Data-Intensive Computing Initiative (DICI)
Hybrid Algorithms for Networked System Analysis
Technical Contacts: Daniel Chavarría-Miranda; Keqi Tang; Andrés Márquez
Executive Summary
This project addresses the processing of real-time, scientific streaming data on hybrid high-performance computing (HPC) systems (microprocessor/Field Programmable Gate Arrays [FPGAs]) by developing techniques to handle the real-time constraints imposed by a streaming data source by using FPGAs and real-time software techniques. The techniques will be prototyped for an application in mass spectrometry (multiplexed time-of-flight mass spectrometry [MX-TOF-MS]). The project will also explore the feasibility of integrating non-real-time, higher-level processing of streaming data, such as online database lookups, for added value to the experimental workflow.
Accomplishments / Highlights
- The project is targeting a PNNL-developed multiplexing technique developed by Mikhail Belov at the Environmental Molecular Sciences Laboratory (EMSL) that addresses drawbacks of the Hadamard Transform Ion Mobility MS (HT-IM-MS) multiplexing technique.
- The project is constructing software and FPGA design prototypes on the Cray XD-1 platform to test ideas regarding data streaming:
- A simple FPGA design that generates 64-bit numerical data was constructed to measure the effective bandwidth achieved between an attached FPGA and the SMP memory subsystem on a Cray XD-1 node.
- This VHDL design achieved an effective bandwidth of 1.3 GBps with a large transfer size, which is expected under streaming conditions.
- The project is developing an FPGA design from a software prototype for MX-TOF-MS (developed by Belov at EMSL). The FPGA design will compute the Inverse Transform required to demultiplex a composite signal into its individual components.
Collaboration
- High-speed data streaming between Cray XD-1 nodes will be used to simulate the data capture on a mass spectrometer and its processing. To accomplish this, the project will leverage research conducted for the SciDAC Center for Technology for Advanced Scientific Component Software (TASCS) Common Component Architecture (CCA): a high-speed event transport interface which uses one-sided communication.

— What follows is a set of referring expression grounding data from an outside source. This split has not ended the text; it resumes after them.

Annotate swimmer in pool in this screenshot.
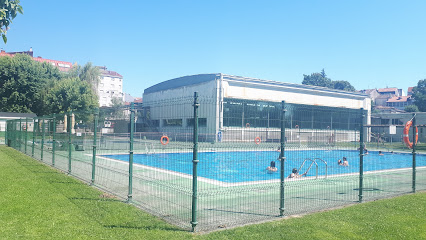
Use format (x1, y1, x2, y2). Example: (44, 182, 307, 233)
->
(338, 157, 348, 166)
(267, 161, 277, 172)
(288, 168, 307, 178)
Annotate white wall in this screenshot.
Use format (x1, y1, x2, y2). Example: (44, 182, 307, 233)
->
(143, 80, 218, 134)
(143, 76, 371, 137)
(98, 75, 124, 107)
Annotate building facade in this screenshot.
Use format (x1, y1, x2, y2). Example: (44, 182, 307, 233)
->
(0, 48, 73, 72)
(142, 74, 371, 142)
(97, 66, 124, 107)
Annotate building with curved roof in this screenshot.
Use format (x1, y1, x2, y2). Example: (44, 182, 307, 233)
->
(142, 73, 370, 142)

With this technology, a data rate of 1GBps between nodes has been achieved.
- We are collaborating with EMSL personnel to ensure that our FPGA designs are compatible with the instrumentation board technology to be used in conjunction with TOF mass spectrometers.
Demonstration
- Our project comprises the first phase of the Scientific Discovery and Insight demonstration.

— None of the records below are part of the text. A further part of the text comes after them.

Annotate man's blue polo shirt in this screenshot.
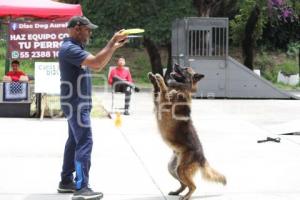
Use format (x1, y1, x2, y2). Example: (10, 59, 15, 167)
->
(59, 37, 92, 114)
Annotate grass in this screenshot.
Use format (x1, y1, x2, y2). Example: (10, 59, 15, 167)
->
(230, 47, 300, 90)
(274, 82, 300, 90)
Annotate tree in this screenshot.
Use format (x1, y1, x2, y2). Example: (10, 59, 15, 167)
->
(231, 0, 299, 69)
(58, 0, 196, 76)
(193, 0, 239, 18)
(242, 5, 260, 69)
(263, 0, 300, 49)
(230, 0, 268, 69)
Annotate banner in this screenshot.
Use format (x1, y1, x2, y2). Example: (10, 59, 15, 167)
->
(34, 62, 60, 94)
(8, 21, 69, 59)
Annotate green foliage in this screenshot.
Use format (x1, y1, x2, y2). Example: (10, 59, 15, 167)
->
(287, 42, 300, 58)
(262, 0, 299, 50)
(230, 0, 268, 46)
(0, 40, 6, 60)
(19, 60, 35, 76)
(254, 51, 277, 82)
(81, 0, 196, 47)
(274, 81, 300, 90)
(263, 68, 278, 83)
(254, 50, 298, 83)
(277, 60, 298, 76)
(89, 47, 151, 85)
(0, 40, 7, 77)
(293, 1, 300, 15)
(132, 55, 151, 83)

- Our prototype in the context of a hybrid HPC cluster will enable us to determine computation and data rate requirements for processing streaming TOF MS data.
Impacts
The use of HPC systems for streaming data processing and analysis is a novel application that can provide the potential for much improved experimental feedback. To deal with increasing data rates and the sophisticated analysis requirements by domain scientists, it is necessary to migrate streaming processing from the realm of embedded systems to powerful HPC systems with parallel processing and large bandwidth capabilities. This project will apply the large processing capabilities of HPC systems, as well as their abundant internal bandwidth, to real-time streaming applications.